Randy Lanier andou na IMSA
(Foto: IMS)

Da Indy para a prisão: Randy Lanier, o traficante que virou piloto

A trajetória de Randy Lanier tinha tudo para ser a típica história estadunidense do underdog. Vocês sabem ao que estou me referindo: o sujeito que vem de um local periférico, em geral a roça mais inóspita no Meio-Oeste americano, que de repente ascende aos holofotes com uma atuação de desafiar o status quo.

Guardadas as proporções, foi mais ou menos o que Lanier viveu nas 500 Milhas de Indianápolis de 1986. Pilotando um March 86 da Arciero, ele saiu do Brickyard com um décimo lugar e a melhor média de volta registrada por um estreante na história da prova: 209,964 mph, batendo recorde firmado por Michael Andretti, dois anos antes.

Como disse no inciso de abertura, a princípio, esta narrativa parecia purgativa. Apenas pareceu. Porque ninguém imaginava à época que, para quitar sua vaga na CART, Lanier contrabandeava vultosas quantidades de maconha para o território americano.

Assim, dois anos após seu portensoso debute em Indianápolis, ele era um fugitivo no Caribe, escondendo-se do FBI (Federal Bureau of Investigation) e de sua responsabilidade numa operação de contrabando que lucrou cerca de US$ 300 milhões. Não demorou muito para que fosse detido e, em poucas semanas, condenado à prisão perpétua sem possibilidade de liberdade condicional.

Você pode estar se perguntando: mas como assim? Preso pela vida inteira só por maconha? Afinal, por mais que você se muna de todos os argumentos possíveis contra o uso da substância, sabe-se que ela definitivamente não é a mais perigosa das “drogas” ilegais – e já há estudos recentes que a categorizam num menor fator de risco que o álcool.

Como se repete a esmo no jargão jornalístico, é preciso entender o contexto dos fatos. Os Estados Unidos viviam o auge da War on Drugs bancada pelo governo Reagan. Logo uma quantidade de 600 mil libras (272 t) de maconha – o volume atribuído a Lanier – não seria uma coisa para passar impune.
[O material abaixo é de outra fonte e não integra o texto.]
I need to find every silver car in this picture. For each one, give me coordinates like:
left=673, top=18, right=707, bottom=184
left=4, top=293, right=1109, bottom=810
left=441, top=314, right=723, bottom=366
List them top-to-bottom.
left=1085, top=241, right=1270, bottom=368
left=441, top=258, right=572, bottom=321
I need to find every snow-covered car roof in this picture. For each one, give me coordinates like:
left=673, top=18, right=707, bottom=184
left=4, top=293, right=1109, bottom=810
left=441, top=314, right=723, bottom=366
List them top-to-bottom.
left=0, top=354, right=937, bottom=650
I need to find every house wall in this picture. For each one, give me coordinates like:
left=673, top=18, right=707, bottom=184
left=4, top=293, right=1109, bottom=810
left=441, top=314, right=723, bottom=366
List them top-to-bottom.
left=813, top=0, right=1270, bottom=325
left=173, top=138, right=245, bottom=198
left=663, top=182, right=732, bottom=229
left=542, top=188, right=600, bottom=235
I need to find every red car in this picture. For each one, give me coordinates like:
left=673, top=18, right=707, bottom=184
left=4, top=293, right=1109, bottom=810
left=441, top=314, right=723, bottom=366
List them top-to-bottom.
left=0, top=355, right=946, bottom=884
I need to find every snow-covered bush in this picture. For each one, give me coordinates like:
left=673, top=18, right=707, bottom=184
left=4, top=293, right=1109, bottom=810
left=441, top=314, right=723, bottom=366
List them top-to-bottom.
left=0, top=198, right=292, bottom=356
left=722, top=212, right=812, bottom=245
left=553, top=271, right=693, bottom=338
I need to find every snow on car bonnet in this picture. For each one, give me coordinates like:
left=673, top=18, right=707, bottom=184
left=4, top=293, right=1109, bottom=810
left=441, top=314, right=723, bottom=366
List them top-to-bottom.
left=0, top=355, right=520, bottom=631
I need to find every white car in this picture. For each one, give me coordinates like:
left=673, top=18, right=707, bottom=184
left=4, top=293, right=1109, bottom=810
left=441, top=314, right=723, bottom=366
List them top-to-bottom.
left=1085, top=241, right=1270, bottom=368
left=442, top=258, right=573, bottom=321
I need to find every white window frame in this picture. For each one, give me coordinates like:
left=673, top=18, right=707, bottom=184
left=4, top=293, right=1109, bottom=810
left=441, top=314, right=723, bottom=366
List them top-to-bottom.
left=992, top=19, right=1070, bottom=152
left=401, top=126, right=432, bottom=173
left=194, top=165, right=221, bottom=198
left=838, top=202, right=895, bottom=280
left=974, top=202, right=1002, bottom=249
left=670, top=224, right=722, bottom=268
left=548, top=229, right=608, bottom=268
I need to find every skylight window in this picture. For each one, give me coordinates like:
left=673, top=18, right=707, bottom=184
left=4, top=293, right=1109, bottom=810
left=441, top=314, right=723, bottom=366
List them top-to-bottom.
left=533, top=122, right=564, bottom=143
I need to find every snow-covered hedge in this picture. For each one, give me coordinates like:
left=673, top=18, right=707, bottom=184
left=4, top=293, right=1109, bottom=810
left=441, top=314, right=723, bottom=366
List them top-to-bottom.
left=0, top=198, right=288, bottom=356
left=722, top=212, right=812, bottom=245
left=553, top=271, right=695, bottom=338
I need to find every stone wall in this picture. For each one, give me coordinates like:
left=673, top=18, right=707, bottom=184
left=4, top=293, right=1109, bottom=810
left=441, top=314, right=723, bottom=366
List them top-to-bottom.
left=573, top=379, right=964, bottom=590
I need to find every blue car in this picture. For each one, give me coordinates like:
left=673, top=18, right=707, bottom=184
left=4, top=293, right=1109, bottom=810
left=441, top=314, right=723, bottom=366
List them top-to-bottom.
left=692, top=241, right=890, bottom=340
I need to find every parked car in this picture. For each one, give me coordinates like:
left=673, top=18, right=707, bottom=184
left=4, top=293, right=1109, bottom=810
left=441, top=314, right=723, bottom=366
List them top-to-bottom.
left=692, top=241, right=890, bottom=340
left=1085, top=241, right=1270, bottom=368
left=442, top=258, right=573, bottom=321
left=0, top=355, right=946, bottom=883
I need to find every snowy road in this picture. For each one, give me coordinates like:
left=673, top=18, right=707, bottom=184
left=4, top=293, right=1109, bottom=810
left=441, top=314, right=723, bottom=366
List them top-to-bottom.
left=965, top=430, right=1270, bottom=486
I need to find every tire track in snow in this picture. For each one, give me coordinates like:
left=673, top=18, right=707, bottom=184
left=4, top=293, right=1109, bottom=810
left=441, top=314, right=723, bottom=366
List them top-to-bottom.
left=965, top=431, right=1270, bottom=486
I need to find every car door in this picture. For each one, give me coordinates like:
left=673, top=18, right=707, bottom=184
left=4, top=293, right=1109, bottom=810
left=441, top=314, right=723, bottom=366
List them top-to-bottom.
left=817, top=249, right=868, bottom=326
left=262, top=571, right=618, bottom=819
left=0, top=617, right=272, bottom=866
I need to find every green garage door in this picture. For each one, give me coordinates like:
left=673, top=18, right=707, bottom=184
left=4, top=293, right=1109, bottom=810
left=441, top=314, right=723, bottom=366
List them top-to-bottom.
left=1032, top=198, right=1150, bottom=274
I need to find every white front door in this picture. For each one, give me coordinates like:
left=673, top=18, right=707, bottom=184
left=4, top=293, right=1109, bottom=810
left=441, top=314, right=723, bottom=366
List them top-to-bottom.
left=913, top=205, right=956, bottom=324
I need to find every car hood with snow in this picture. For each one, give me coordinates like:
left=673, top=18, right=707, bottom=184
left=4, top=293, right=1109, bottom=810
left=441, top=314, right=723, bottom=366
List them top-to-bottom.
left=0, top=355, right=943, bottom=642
E, assim, o Rookie of the Year de 1986 em Indianápolis passou o restante dos próximos 26 anos na cadeia até ser libertado por motivos sigilosos no final de 2014. Mas antes vamos entender como nosso quase-herói se pôs nessa enrascada.

O início no endurance

Criado no sul da Flórida, Lanier começou de maneira humilde no automobilismo. Em 1978, já aos 24 anos, ele se matriculou num curso de piloto da Sports Car Club of America (SCCA) com o objetivo de obter uma licença de competição. Não demorou muito para participar de suas primeiras corridas, a bordo de uma Porsche 356 Speedster.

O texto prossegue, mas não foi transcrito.